Bullying, School Violence, and Climate in Evolving Contexts provides conceptual coherence to a voluminous literature focused on school violence, its correlates, and consequences. This conceptual integration-which has both significant breadth and depth-is a significant contribution. Yet, the authors go further to actualize a contextually sensitive model of school violence using rich data sources and a rigorous analytic approach. Their attention to the central roles of schools conditioned by dynamic factors at district-, community-, and country-levels elaborates the multiple and overlapping forces shaping various indicators of student victimization. The clarity of the narrative belies the complexity of producing such a layered account of school violence.

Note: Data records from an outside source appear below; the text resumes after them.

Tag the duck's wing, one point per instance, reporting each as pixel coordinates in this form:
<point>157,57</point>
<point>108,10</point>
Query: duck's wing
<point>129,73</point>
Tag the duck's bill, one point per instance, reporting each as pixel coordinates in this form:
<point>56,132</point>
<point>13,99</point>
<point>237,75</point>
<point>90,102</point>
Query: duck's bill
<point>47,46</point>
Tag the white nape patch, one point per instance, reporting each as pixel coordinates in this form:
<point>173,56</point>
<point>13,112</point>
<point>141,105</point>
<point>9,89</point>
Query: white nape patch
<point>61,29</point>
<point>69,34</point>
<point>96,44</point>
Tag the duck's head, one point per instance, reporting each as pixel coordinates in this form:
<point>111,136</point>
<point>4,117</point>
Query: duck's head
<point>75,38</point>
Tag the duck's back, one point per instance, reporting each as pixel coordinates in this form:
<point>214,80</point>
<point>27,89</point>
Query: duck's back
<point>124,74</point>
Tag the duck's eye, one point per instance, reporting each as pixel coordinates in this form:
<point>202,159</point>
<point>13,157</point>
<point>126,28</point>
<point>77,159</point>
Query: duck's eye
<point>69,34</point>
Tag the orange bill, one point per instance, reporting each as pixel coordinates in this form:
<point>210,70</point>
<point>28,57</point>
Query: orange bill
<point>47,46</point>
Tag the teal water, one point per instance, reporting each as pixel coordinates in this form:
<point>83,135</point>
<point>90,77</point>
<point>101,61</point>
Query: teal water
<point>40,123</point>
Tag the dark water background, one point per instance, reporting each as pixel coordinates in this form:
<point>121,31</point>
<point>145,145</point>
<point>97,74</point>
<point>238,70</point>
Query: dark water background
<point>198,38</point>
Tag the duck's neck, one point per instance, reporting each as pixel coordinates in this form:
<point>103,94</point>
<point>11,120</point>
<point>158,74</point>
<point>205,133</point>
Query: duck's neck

The authors have given us a tour de force analysis of school climate in all of its complexity. They systematically analyze key problems in the study of bullying, cyberbullying, sexual victimization, and teacher aggression, among other topics, and in each chapter identify conceptual and methodological problems and propose new directions for research and practice. They bolster their arguments with compelling examples and empirical evidence from their many years of international research. They argue thoughtfully and persuasively for broadening our conception of bullying and peer aggression, raising cogent points that should influence all future research in this field. The book is a cornucopia of research ideas and insights that every researcher of peer aggression and school climate will find invaluable. This work will inspire new directions and advances in school climate research.
Notă biografică
Ron Avi Astor, PhD, is the Stein-Wood Professor of School Behavioral Health in the USC Suzanne Dworak-Peck School of Social Work and Rossier School of Education at the University of Southern California. His work examines the role of the physical, social-organizational, and cultural contexts related to various kinds of bullying and school violence in schools. Dr. Astor's studies have included tens of thousands of schools and millions of students, teachers, parents, and administrators. Over the past 20 years, findings from these studies have been published in more than 200 scholarly manuscripts. He is an elected member of the National Academy of Education and the American Academy of Social Work and Social Welfare, and a fellow of the American Psychological Association and the American Educational Research Association.Rami Benbenishty, PhD, is Professor Emeritus at the Hebrew University of Jerusalem. His main area of interest is the safety, welfare, and well-being of children around the world. He studies children and youth in community-normative settings (such as schools) and out-of-home placements (such as foster homes and residential care). Dr. Benbenishty investigates and works to improve decision processes that lead to referral to protective services, removal of children from their biological families, and their reunification thereafter. Dr. Benbenishty's work has been recognized in Israel and abroad. He received Israel's EMET prize and the Society for Social Work Research Distinguished Career Achievement Award. He is an elected fellow of the American Academy of Social Work and Social Welfare.